Keywords: [ low-rank approximation ] [ numerical linear algebra ] [ Latent Simplex ]

Abstract:
We consider the problem of learning a latent $k$-vertex simplex $K\in\mathbb{R}^d$, given $\mathbf{A}\in\mathbb{R}^{d\times n}$, which can be viewed as $n$ data points that are formed by randomly perturbing some latent points in $K$, possibly beyond $K$. A large class of latent variable models, such as adversarial clustering, mixed membership stochastic block models, and topic models can be cast in this view of learning a latent simplex. Bhattacharyya and Kannan (SODA 2020) give an algorithm for learning such a $k$-vertex latent simplex in time roughly $O(k\cdot\text{nnz}(\mathbf{A}))$, where $\text{nnz}(\mathbf{A})$ is the number of non-zeros in $\mathbf{A}$. We show that the dependence on $k$ in the running time is unnecessary given a natural assumption about the mass of the top $k$ singular values of $\mathbf{A}$, which holds in many of these applications. Further, we show this assumption is necessary, as otherwise an algorithm for learning a latent simplex would imply a better low rank approximation algorithm than what is known.

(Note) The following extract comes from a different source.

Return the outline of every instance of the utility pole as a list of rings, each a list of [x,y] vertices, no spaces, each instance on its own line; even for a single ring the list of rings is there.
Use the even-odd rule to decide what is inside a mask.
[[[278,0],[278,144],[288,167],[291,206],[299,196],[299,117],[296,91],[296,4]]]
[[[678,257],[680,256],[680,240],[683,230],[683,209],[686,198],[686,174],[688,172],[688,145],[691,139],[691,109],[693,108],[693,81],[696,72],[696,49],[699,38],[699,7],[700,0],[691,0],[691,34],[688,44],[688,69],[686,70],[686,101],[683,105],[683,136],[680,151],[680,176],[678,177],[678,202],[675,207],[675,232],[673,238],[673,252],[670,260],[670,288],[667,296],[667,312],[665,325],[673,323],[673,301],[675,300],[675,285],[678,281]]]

We obtain a spectral low-rank approximation to $\mathbf{A}$ in input-sparsity time and show that the column space thus obtained has small $\sin\Theta$ (angular) distance to the right top-$k$ singular space of $\mathbf{A}$. Our algorithm then selects $k$ points in the low-rank subspace with the largest inner product (in absolute value) with $k$ carefully chosen random vectors. By working in the low-rank subspace, we avoid reading the entire matrix in each iteration and thus circumvent the $\Theta(k\cdot\text{nnz}(\mathbf{A}))$ running time.